Christ In You

I was born and raised in the state of Minnesota. I have a little pin that says I didn’t miss Sunday school for nine years in a mainline denomination. I have never known a time when I did not believe in God, but I didn’t come to know Him until I was in my mid-twenties. If you asked me if I was a Christian prior to that time, I would have emphatically said “Yes,” but I wasn’t. I was an aerospace engineer at the time, and our department did the final testing on the guidance system for the Lunar Lander, which was an integral part of the Apollo Space Program. I had previously served in the Navy.

I was the All-American boy who didn’t drink, smoke, or cheat on his wife. We lived in suburbia and I pitched for a softball team, played golf in a summer league, and participated in a bowling league. I was the Senior Warden of a small Episcopal church, which is essentially the same as being the chairman of an elder board. The priest and I were invited to attend a Lay Institute for Evangelism. I really didn’t know what evangelism was. Had I known I probably wouldn’t have gone. It finally dawned on me that I was learning to share my faith, and I really didn’t have anything to share. One presenter asked, “If you took Jesus out of your faith what difference would it make?” I thought at the time, “I don’t think it would make any difference, I believe in God.” That question penetrated my soul, and today my whole ministry is based on “Christ in you, the hope of glory” (Col. 1:27).

Since I didn’t really know the Bible in those days, I wonder how I would have understood what the apostle Paul was writing in 1 Jn. 5:11-13; “And this is the testimony, that God gave us eternal life, and this life is in His Son. Whoever has the Son has life; whoever does not have the Son of God does not have life. I write these things to you who believe in the name of the Son of God that you may know that you have eternal life.”

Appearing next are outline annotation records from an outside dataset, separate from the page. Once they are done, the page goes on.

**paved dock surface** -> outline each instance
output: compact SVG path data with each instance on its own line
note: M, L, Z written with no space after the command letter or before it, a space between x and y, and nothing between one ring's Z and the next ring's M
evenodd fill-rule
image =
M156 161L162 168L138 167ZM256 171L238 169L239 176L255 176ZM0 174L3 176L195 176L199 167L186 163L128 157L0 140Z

After my true conversion I became aware that I was surrounded by many religious non-believers, as I had been. I am deeply concerned for those who have never really heard or understood the gospel that would lead to a saving faith, and equally concerned for those who are truly born-again, but lack assurance of their salvation, as was the apostle Paul when he wrote: “Examine yourselves, to see whether you are in the faith. Test yourselves. Or do you not realize this about yourselves, that Jesus Christ is in you? — unless indeed you fail to meet the test” (2 Cor. 13:5).